About Grace: The University of Nottingham and the East Midlands Development Agency (emda) have recently joined forces to create a £9m state-of-the-art centre of excellence in Global Navigation Satellite Systems (GNSS).
The project combines a grant of £3.4m from emda with university investment to develop the facility on The University of Nottingham Innovation Park (UNIP) adjacent to the Jubilee Campus.

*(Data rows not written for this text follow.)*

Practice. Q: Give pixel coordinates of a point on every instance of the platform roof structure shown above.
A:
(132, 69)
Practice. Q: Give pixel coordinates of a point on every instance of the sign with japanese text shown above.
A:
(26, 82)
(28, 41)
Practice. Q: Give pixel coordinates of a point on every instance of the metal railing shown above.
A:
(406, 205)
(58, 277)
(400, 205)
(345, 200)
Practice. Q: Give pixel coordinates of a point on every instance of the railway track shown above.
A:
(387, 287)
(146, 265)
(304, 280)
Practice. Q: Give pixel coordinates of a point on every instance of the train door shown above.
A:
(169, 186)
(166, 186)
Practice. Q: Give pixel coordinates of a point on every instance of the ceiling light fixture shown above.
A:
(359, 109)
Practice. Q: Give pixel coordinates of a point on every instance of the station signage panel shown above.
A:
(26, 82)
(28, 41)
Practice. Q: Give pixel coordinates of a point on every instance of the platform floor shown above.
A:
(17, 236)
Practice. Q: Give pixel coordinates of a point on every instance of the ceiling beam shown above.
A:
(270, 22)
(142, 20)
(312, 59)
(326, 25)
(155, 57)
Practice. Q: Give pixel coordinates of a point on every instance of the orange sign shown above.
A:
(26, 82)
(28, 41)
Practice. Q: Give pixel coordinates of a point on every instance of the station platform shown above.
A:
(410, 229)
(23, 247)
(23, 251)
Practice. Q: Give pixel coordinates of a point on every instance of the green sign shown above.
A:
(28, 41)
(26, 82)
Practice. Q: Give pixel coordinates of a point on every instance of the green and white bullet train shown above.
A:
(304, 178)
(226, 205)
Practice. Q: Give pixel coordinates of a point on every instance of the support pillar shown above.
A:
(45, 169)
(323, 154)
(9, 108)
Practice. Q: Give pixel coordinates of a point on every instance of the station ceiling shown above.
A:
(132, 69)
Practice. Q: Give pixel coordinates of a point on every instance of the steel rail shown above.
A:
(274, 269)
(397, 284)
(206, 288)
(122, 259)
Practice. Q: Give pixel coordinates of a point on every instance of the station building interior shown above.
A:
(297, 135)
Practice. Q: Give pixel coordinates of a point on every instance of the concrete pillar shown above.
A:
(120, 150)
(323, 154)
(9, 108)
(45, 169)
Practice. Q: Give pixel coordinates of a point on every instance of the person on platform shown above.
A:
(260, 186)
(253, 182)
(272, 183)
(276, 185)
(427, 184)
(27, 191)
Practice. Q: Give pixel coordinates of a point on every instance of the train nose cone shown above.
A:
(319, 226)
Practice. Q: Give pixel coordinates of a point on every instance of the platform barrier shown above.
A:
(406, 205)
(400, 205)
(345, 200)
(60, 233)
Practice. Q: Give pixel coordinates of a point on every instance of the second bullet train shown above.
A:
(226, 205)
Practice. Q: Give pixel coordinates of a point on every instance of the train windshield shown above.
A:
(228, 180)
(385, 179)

The GNSS Research and Applications Centre of Excellence (GRACE) will focus on the growth in applications for satellite navigation and positioning systems such as the American Global Positioning System (GPS) and the European Galileo system. This major cross-disciplinary research centre will also provide new technology transfer and business development opportunities together with state of the art business incubation, business start up and project office facilities. In total it will provide an integrated, purpose built 2,000 sq. metre facility at the centre of the prestigious University of Nottingham Innovation Park (UNIP) and will build on Nottingham's reputation as one of the fastest growing scientific centres in the country.
The Institute of Engineering Surveying and Space Geodesy (IESSG) at The University of Nottingham currently manages a portfolio of research projects related to GNSS and Geospatial sciences in excess of £1.4m. GRACE will capitalise on existing world-leading research and training at the University. The centre will combine the global renown of cutting-edge research and high calibre teaching in the Institute of Engineering Surveying and Space Geodesy (IESSG) and the Centre for Geospatial Science (CGS) to provide research, training and other support for industry, including small and medium-sized enterprises (SMEs) and entrepreneurs.